In-situ Diffraction Study of Magnetite at Simultaneous High Pressure and High Temperature Using Synchrotron Radiation

Wednesday, 17 December 2014
Liping Wang1, Jianzhong Zhang2, Shanmin Wang1, Haiyan Chen3 and Yusheng Zhao1, (1)UNLV-Phys & Astron-HiPSEC, Las Vegas, NV, United States, (2)Los Alamos National Laboratory, LANSCE, Los Alamos, NM, United States, (3)Mineral Physics Institute, Stony Brook, NY, United States
Magnetite intertwined with the evolution of human civilizations, and remains so today. It is technologically and scientifically important by virtue of its unique magnetic and electrical properties. Magnetite is a common mineral found in a variety of geologic environments, and plays an important role in deciphering the oxygen evolution in the Earth’s atmosphere and its deep interiors. The latter application asks for the knowledge of the thermal and elastic properties of magnetite at high pressures and temperatures, which is currently not available in literature.

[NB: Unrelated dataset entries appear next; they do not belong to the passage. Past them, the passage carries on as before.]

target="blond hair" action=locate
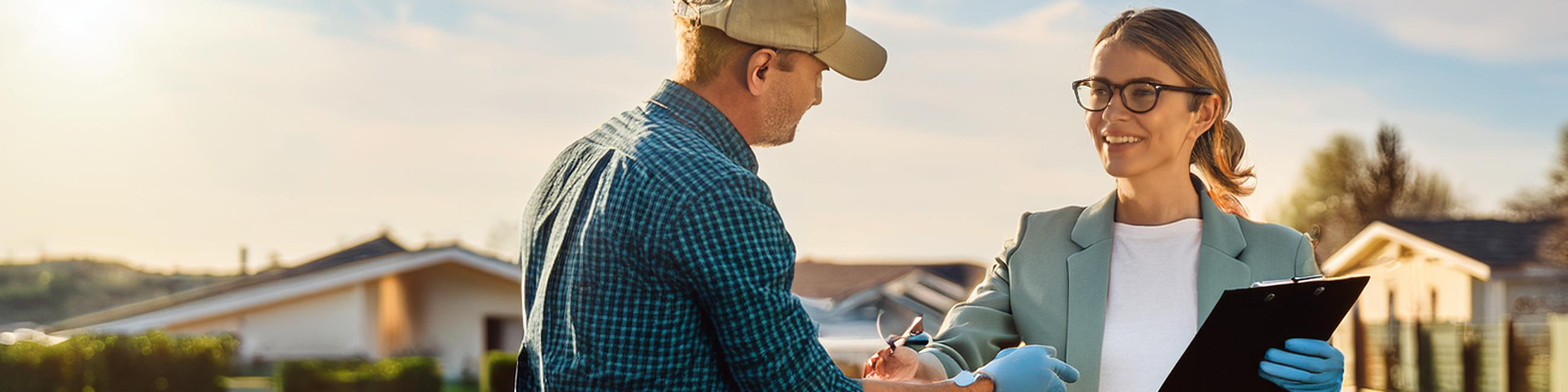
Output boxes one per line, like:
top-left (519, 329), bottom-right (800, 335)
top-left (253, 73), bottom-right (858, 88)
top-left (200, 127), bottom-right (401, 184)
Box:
top-left (1094, 8), bottom-right (1258, 218)
top-left (676, 16), bottom-right (804, 87)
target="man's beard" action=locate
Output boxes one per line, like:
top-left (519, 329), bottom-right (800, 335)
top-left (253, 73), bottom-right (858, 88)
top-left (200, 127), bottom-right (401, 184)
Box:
top-left (753, 99), bottom-right (800, 147)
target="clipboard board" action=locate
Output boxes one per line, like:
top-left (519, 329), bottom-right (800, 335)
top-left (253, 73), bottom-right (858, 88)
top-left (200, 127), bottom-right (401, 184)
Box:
top-left (1160, 276), bottom-right (1370, 392)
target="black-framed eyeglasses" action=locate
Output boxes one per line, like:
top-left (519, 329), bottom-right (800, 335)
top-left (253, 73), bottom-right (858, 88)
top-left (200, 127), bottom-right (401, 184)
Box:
top-left (1072, 78), bottom-right (1214, 113)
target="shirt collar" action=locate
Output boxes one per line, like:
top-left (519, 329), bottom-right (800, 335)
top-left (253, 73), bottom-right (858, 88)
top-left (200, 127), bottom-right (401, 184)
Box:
top-left (648, 80), bottom-right (757, 172)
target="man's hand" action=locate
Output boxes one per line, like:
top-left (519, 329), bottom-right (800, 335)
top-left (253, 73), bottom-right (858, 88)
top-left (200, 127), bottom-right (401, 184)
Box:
top-left (977, 345), bottom-right (1079, 392)
top-left (864, 338), bottom-right (920, 381)
top-left (1258, 339), bottom-right (1345, 392)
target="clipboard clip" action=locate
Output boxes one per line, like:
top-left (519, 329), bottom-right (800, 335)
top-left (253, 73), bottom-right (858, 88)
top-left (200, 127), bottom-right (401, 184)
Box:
top-left (1251, 274), bottom-right (1323, 288)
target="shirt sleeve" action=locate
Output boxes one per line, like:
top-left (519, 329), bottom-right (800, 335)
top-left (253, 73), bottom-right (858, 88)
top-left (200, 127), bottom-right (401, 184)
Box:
top-left (668, 177), bottom-right (861, 390)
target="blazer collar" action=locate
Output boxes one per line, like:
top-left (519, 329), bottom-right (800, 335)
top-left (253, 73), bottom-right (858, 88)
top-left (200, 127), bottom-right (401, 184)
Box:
top-left (1072, 176), bottom-right (1246, 259)
top-left (1062, 176), bottom-right (1251, 390)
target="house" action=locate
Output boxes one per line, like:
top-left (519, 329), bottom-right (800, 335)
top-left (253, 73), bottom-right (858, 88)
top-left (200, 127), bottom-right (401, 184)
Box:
top-left (51, 235), bottom-right (522, 378)
top-left (50, 235), bottom-right (985, 378)
top-left (1322, 220), bottom-right (1568, 390)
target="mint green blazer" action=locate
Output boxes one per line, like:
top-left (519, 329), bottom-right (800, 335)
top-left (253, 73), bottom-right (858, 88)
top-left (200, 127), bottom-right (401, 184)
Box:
top-left (920, 177), bottom-right (1319, 392)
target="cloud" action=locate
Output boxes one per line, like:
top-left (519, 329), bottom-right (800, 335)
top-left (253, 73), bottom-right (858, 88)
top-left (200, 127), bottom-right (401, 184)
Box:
top-left (0, 0), bottom-right (1546, 268)
top-left (1317, 0), bottom-right (1568, 63)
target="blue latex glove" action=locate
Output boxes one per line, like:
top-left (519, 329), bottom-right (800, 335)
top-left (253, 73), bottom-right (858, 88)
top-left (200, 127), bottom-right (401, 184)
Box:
top-left (977, 345), bottom-right (1079, 392)
top-left (1258, 339), bottom-right (1345, 392)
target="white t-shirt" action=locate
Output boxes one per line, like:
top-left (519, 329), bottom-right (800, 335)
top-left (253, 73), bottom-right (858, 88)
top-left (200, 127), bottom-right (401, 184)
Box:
top-left (1099, 218), bottom-right (1203, 392)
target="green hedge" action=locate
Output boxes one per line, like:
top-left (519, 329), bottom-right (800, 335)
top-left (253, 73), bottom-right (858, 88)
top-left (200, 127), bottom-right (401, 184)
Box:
top-left (480, 351), bottom-right (518, 392)
top-left (273, 356), bottom-right (441, 392)
top-left (0, 332), bottom-right (237, 392)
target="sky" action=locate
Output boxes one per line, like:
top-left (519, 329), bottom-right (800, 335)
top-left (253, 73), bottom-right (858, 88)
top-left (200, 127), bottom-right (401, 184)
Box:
top-left (0, 0), bottom-right (1568, 273)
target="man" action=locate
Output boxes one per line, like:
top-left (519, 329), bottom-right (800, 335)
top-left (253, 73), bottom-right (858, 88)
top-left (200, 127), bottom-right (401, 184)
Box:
top-left (516, 0), bottom-right (1065, 390)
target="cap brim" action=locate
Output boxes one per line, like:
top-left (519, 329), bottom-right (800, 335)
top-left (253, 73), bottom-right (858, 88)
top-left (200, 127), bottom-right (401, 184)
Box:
top-left (817, 27), bottom-right (888, 80)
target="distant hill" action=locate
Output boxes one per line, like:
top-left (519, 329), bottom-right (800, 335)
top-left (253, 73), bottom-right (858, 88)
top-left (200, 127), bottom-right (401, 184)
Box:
top-left (0, 261), bottom-right (234, 324)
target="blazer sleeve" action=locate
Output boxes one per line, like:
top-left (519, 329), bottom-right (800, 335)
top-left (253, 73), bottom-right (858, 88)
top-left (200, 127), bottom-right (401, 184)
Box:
top-left (920, 213), bottom-right (1029, 376)
top-left (1295, 234), bottom-right (1322, 276)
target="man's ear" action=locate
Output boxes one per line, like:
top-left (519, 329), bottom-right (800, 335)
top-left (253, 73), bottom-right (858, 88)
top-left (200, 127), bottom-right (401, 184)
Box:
top-left (746, 47), bottom-right (779, 96)
top-left (1187, 94), bottom-right (1220, 140)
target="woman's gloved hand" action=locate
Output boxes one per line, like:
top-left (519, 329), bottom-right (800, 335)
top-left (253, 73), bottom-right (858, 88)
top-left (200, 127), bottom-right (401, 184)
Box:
top-left (1258, 339), bottom-right (1345, 392)
top-left (975, 345), bottom-right (1079, 392)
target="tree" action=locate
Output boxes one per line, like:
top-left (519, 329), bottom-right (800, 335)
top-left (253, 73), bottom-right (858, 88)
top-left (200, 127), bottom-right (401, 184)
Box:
top-left (1503, 124), bottom-right (1568, 220)
top-left (1278, 124), bottom-right (1459, 261)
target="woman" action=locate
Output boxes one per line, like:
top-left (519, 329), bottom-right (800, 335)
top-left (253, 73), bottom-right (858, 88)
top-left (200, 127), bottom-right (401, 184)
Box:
top-left (867, 8), bottom-right (1343, 390)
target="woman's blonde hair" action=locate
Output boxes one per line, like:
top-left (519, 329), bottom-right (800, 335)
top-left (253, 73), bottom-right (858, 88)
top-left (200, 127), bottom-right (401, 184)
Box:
top-left (1094, 8), bottom-right (1256, 218)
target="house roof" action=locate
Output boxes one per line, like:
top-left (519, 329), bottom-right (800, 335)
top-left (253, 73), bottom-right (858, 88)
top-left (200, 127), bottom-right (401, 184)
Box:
top-left (1388, 220), bottom-right (1560, 266)
top-left (791, 259), bottom-right (985, 301)
top-left (50, 234), bottom-right (520, 331)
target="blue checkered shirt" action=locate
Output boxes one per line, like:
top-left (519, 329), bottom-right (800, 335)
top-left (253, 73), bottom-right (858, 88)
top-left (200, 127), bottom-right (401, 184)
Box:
top-left (518, 80), bottom-right (861, 390)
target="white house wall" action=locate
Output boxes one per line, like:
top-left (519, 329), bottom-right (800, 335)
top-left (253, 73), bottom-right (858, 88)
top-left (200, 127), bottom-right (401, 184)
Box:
top-left (167, 285), bottom-right (372, 359)
top-left (403, 264), bottom-right (522, 378)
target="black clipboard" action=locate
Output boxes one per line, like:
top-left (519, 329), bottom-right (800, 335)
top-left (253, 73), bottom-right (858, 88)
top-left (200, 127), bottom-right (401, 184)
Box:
top-left (1160, 276), bottom-right (1369, 392)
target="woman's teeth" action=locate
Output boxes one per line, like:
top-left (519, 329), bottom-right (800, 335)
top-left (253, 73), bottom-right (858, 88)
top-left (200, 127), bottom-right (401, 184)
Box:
top-left (1106, 136), bottom-right (1143, 145)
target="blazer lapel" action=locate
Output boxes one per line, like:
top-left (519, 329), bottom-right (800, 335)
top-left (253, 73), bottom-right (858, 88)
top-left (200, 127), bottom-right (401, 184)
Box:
top-left (1062, 191), bottom-right (1116, 390)
top-left (1192, 176), bottom-right (1253, 326)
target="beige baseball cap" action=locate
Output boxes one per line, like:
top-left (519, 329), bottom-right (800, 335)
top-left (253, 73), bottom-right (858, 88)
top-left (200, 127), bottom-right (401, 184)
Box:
top-left (675, 0), bottom-right (888, 80)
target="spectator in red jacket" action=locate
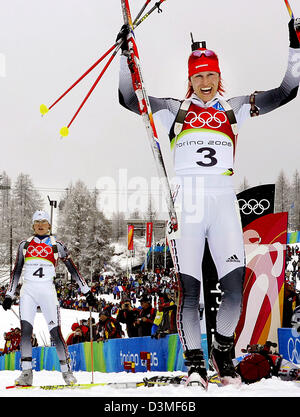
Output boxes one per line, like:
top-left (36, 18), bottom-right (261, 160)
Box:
top-left (98, 308), bottom-right (123, 341)
top-left (136, 296), bottom-right (156, 336)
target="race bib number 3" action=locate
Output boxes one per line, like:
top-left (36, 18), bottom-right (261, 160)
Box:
top-left (175, 129), bottom-right (233, 173)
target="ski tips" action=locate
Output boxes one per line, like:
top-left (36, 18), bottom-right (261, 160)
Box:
top-left (40, 104), bottom-right (49, 116)
top-left (59, 126), bottom-right (69, 138)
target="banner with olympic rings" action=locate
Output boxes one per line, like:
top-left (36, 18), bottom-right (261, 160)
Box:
top-left (235, 213), bottom-right (288, 356)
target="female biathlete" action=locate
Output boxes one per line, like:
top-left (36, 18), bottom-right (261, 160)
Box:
top-left (3, 210), bottom-right (96, 385)
top-left (118, 20), bottom-right (300, 387)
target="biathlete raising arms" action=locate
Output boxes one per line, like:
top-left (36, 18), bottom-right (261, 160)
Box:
top-left (117, 19), bottom-right (300, 387)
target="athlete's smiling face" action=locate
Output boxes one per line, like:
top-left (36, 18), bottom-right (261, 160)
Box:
top-left (189, 71), bottom-right (220, 103)
top-left (33, 220), bottom-right (50, 236)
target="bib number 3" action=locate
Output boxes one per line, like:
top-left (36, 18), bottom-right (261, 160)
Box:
top-left (196, 147), bottom-right (218, 167)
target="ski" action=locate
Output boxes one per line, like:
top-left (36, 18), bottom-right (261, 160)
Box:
top-left (121, 0), bottom-right (178, 231)
top-left (6, 374), bottom-right (241, 391)
top-left (6, 381), bottom-right (145, 391)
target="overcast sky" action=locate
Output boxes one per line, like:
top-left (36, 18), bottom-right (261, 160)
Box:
top-left (0, 0), bottom-right (300, 218)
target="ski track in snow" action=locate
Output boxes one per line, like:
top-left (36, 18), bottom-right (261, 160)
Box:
top-left (0, 371), bottom-right (300, 400)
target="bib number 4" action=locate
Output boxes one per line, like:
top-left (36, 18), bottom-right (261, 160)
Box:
top-left (32, 267), bottom-right (45, 278)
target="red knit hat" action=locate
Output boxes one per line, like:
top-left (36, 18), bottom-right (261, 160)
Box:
top-left (188, 48), bottom-right (221, 78)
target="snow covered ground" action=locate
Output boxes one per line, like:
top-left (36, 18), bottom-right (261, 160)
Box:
top-left (0, 244), bottom-right (300, 400)
top-left (0, 296), bottom-right (300, 396)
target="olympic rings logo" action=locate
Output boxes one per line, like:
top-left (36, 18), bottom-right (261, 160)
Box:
top-left (27, 245), bottom-right (52, 258)
top-left (238, 198), bottom-right (270, 216)
top-left (184, 111), bottom-right (227, 129)
top-left (287, 337), bottom-right (300, 363)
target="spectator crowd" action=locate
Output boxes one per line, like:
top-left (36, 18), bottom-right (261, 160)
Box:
top-left (0, 245), bottom-right (300, 354)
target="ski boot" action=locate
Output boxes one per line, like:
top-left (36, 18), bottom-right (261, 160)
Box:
top-left (184, 349), bottom-right (208, 390)
top-left (15, 369), bottom-right (33, 386)
top-left (62, 371), bottom-right (77, 385)
top-left (210, 333), bottom-right (241, 385)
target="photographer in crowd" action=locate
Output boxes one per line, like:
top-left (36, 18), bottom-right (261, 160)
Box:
top-left (117, 300), bottom-right (139, 337)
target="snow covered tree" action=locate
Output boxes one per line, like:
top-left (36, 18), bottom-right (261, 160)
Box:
top-left (0, 171), bottom-right (11, 275)
top-left (11, 173), bottom-right (44, 247)
top-left (57, 181), bottom-right (112, 279)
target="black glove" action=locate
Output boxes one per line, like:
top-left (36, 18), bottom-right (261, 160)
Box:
top-left (85, 291), bottom-right (97, 307)
top-left (289, 19), bottom-right (300, 49)
top-left (116, 25), bottom-right (130, 52)
top-left (2, 296), bottom-right (13, 311)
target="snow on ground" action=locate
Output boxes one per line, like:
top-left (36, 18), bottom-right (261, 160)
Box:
top-left (0, 296), bottom-right (300, 400)
top-left (0, 371), bottom-right (300, 400)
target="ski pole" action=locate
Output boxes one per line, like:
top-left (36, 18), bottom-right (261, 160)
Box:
top-left (134, 0), bottom-right (166, 29)
top-left (133, 0), bottom-right (151, 26)
top-left (40, 0), bottom-right (165, 116)
top-left (89, 307), bottom-right (94, 384)
top-left (60, 43), bottom-right (122, 137)
top-left (121, 0), bottom-right (178, 231)
top-left (10, 307), bottom-right (20, 320)
top-left (40, 43), bottom-right (117, 115)
top-left (284, 0), bottom-right (294, 19)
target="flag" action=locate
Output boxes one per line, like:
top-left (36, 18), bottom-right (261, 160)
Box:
top-left (146, 222), bottom-right (153, 248)
top-left (127, 224), bottom-right (134, 250)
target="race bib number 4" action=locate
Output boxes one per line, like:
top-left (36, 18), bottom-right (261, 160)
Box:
top-left (24, 259), bottom-right (55, 281)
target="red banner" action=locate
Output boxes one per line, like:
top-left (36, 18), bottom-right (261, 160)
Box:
top-left (235, 213), bottom-right (288, 356)
top-left (146, 222), bottom-right (153, 248)
top-left (127, 224), bottom-right (134, 250)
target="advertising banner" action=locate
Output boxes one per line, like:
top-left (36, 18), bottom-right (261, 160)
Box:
top-left (235, 213), bottom-right (288, 356)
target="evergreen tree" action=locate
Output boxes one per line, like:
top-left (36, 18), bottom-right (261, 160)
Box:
top-left (57, 181), bottom-right (112, 279)
top-left (11, 173), bottom-right (44, 247)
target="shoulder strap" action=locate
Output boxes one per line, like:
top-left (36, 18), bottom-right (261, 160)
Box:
top-left (23, 235), bottom-right (58, 260)
top-left (249, 91), bottom-right (259, 117)
top-left (219, 100), bottom-right (238, 136)
top-left (173, 99), bottom-right (238, 136)
top-left (174, 100), bottom-right (191, 136)
top-left (23, 236), bottom-right (34, 258)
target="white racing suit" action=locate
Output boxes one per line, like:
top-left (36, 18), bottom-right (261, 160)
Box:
top-left (6, 235), bottom-right (89, 372)
top-left (119, 48), bottom-right (300, 350)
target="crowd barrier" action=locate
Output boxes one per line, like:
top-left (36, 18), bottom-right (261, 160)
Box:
top-left (0, 328), bottom-right (300, 372)
top-left (0, 334), bottom-right (207, 372)
top-left (278, 328), bottom-right (300, 365)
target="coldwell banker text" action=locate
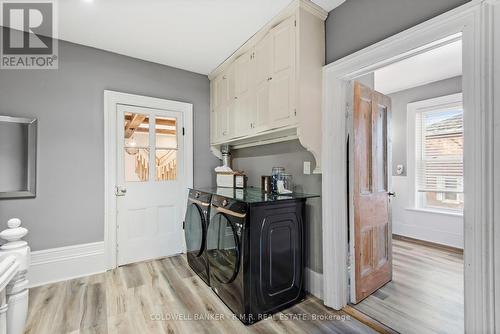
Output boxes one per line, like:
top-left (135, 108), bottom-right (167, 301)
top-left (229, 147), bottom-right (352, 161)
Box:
top-left (0, 0), bottom-right (58, 69)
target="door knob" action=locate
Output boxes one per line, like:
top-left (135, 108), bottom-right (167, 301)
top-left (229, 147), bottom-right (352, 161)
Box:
top-left (115, 186), bottom-right (127, 196)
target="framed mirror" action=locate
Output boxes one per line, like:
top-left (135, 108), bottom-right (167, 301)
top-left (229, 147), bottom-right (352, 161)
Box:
top-left (0, 116), bottom-right (37, 200)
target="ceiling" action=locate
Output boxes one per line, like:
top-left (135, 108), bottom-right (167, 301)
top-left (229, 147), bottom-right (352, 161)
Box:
top-left (59, 0), bottom-right (345, 74)
top-left (375, 39), bottom-right (462, 94)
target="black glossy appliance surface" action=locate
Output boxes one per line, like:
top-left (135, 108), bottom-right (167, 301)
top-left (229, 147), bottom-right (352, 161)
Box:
top-left (206, 194), bottom-right (305, 324)
top-left (184, 189), bottom-right (212, 285)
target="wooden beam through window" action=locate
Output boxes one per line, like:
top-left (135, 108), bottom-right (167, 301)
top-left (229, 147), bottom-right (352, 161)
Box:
top-left (125, 114), bottom-right (176, 126)
top-left (125, 114), bottom-right (146, 139)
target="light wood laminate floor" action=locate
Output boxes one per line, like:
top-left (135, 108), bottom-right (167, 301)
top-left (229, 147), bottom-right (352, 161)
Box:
top-left (26, 256), bottom-right (374, 334)
top-left (353, 239), bottom-right (464, 334)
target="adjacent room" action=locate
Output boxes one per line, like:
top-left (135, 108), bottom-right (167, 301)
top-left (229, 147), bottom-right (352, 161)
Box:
top-left (350, 34), bottom-right (467, 333)
top-left (0, 0), bottom-right (500, 334)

We have carried out a few in-situ diffraction experiments on magnetite using white synchrotron radiation at beamline X17B2 of National Synchrotron Light Source (NSLS). A DIA module in an 1100-ton press and WC anvils were employed for compression, and diffraction spectra were collected at simultaneous high pressures (P) and temperatures (T) (up to 9 GPa and 900 oC). Mixture of amorphous boron and epoxy resin was used as pressure medium, and NaCl as pressure marker. Temperature was recorded by W-Re thermocouples. Commercially purchased magnetite powder and a mixture of the said powder and NaCl (1:1) were used as starting material in separate experiments. Preliminary data analyses have yielded following observations: (1) Charge disordering seen at ambient pressure remains active in current experiments, especially at lower pressures (< 6 GPa); (2) Though at each condition potentially complicated by charge disordering process, isothermal compression curves remains simple and reproducible; (3) During cooling, the reversibility and degree of cation disordering depend on the starting material and/or experimental P-T path; and (4) cation disordering notably reduces the apparent bulk moduli of magnetite.